From their distinct vantage points, but shared sonic priorities, these two bands seamlessly combine to create a vibrant soundscape. Percussive power interplays with spectral melodies and dark dance-orientated programming, while a twin-vocal attack combines the otherworldly and enigmatic delivery of Nicola Kuperus with Justin Pearson’s (Swing Kids, Deaf Club) decidedly more visceral contribution.
Justin Pearson and Luke Henshaw of Planet B co-host an excellent podcast ‘Cult and Culture’ and Episode 24 features a really interesting discussion with Adult.

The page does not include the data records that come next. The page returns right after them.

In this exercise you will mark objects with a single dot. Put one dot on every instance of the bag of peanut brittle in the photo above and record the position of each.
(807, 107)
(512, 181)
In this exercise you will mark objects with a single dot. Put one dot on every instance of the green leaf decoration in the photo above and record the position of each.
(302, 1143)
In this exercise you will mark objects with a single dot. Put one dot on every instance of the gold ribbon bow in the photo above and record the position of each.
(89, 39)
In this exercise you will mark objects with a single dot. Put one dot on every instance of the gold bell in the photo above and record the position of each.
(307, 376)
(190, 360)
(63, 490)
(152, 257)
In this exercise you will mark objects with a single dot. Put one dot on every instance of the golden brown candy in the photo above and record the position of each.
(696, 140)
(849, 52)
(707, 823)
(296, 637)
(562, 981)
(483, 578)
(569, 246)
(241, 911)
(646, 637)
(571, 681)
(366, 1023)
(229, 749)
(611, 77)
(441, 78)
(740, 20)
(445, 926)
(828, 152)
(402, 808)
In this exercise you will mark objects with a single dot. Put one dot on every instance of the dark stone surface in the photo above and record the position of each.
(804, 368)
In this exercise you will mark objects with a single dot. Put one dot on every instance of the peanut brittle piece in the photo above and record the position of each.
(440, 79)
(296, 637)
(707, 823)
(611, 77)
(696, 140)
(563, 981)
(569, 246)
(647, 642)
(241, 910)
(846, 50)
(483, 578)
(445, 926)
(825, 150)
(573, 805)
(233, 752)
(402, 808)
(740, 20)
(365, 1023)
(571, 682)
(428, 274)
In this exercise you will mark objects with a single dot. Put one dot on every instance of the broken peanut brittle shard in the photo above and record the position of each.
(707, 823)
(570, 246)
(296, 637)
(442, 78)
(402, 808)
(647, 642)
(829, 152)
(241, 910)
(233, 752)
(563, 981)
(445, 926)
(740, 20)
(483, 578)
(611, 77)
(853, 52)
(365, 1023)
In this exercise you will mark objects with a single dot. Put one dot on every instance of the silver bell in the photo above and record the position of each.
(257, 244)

Justin Pearson (Dead Cross, Deaf Club, The Locust), Luke Henshaw (Sonido de la Frontera), Kevin Avery (Field Day, Retox) and Scott Osment (Deaf Club, Glassing, Volente Beach) formed Planet B with the shared purpose of creating music subversive in sound and sobering in message. Their music lays somewhere just out of reach of genre, with aesthetics rooted in hip hop, hardcore punk, turntablism, and 1970s-1980s horror movie scores. It is catchy, heavily percussive, and eerie all at once, much like the creative output of dark dance duo Adult, a pair that seek to harness “the perverse aspects of the late 1970s analog dystopian post-modernism.” These artists’ bodies of work mirror one another in form and function, and both Release Me and Glass in The Trash encapsulates the ethos of both, allowing the duos’ similar mindsets to collide. Nicola Kuperus’s hypnotic vocals add an occult aura, mysteriously alluring and supernatural, pulsating and equally intense alongside Pearson’s aggressive style. Henshaw and Adam Lee Miller’s sampling, sequencing and synthesizing entangle and diverge seamlessly, providing dance-driven soundtracks fit for an apocalypse. Both tracks ebb and flow, pull and push, begs to be released and yet remains throbbing in your head long after it ends.